Daughter of policeman killed at 9/11 finds a passion for criminal justice at Texas State
By David King, University Marketing
Priscilla Davis, by her own admission, isn’t someone you would expect to have a tattoo.
She’s a criminal justice major. A member of a sorority at Texas State. A potential law school student. One of her professors describes her as “thoughtful” and “measured in her comments” in class.
“I don’t look like the kind of person to have a tattoo on my arm or anything,” she says with a shrug. But there it is, prominent on her right forearm: The twin towers of New York’s World Trade Center, sun beaming between them, showering rays in multiple directions. Below them, a badge: Port Authority police, No. 1719.
It’s a memorial.
Ten years ago, Clinton Davis Sr. raced into the north tower of the World Trade Center, searching for people to evacuate. He already had led dozens out of the doomed skyscraper. In a hurried phone call to the Port Authority, his wife in Austin had been assured that he was all right.
It took 12 days for rescuers to find his body. Davis’ father was one of 37 Port Authority of New York & New Jersey policemen killed in the Sept. 11, 2001, attacks.
“On one hand, I’m angry,” she says of losing her father when she was just 12 years old. “But then on another hand, I’m sad for anybody else who had to go through it.

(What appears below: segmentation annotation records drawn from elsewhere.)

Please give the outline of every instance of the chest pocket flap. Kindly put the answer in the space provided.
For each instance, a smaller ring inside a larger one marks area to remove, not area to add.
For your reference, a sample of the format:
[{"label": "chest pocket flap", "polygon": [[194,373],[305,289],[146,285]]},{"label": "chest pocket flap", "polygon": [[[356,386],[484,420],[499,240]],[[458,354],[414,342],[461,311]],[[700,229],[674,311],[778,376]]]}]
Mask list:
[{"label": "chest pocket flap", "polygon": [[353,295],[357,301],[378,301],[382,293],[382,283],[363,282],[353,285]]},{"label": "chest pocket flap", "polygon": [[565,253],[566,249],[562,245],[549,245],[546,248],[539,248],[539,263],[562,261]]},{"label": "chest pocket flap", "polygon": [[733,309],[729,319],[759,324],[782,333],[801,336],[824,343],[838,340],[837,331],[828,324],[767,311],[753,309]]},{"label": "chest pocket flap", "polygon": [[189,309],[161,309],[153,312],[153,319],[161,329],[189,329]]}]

“I got the tattoo because I’m proud. My dad, he died a hero. A lot of people can’t say that.”
Making a choice
Ten years after the events of September 2001, Priscilla Davis is a senior at Texas State. Priscilla says her father — who did not attend college — was determined that his children become college graduates, and Texas State was the university she always aspired to attend. She started her college career at Lamar University in Beaumont, but kept her sights focused on transferring to Texas State as soon as she had the necessary credits.
“I just liked Texas State and the campus, everything about it,” she says. “Once I graduated from high school, I knew I had to do everything in my power to get here. And once I got here, I stayed.”
She came to San Marcos to major in mathematics. But then she signed up for a criminal justice class as an elective.
“When I got into college, I never thought I was going to be a police officer,” she says. “That was just one thing I was sure of — until I got into that class. And then I really got into it.”
She credits several of her professors in criminal justice, including Dr. David Perkins, Tomas Mijares and Robert Hernandez, with sparking her interest in following the footsteps of her father.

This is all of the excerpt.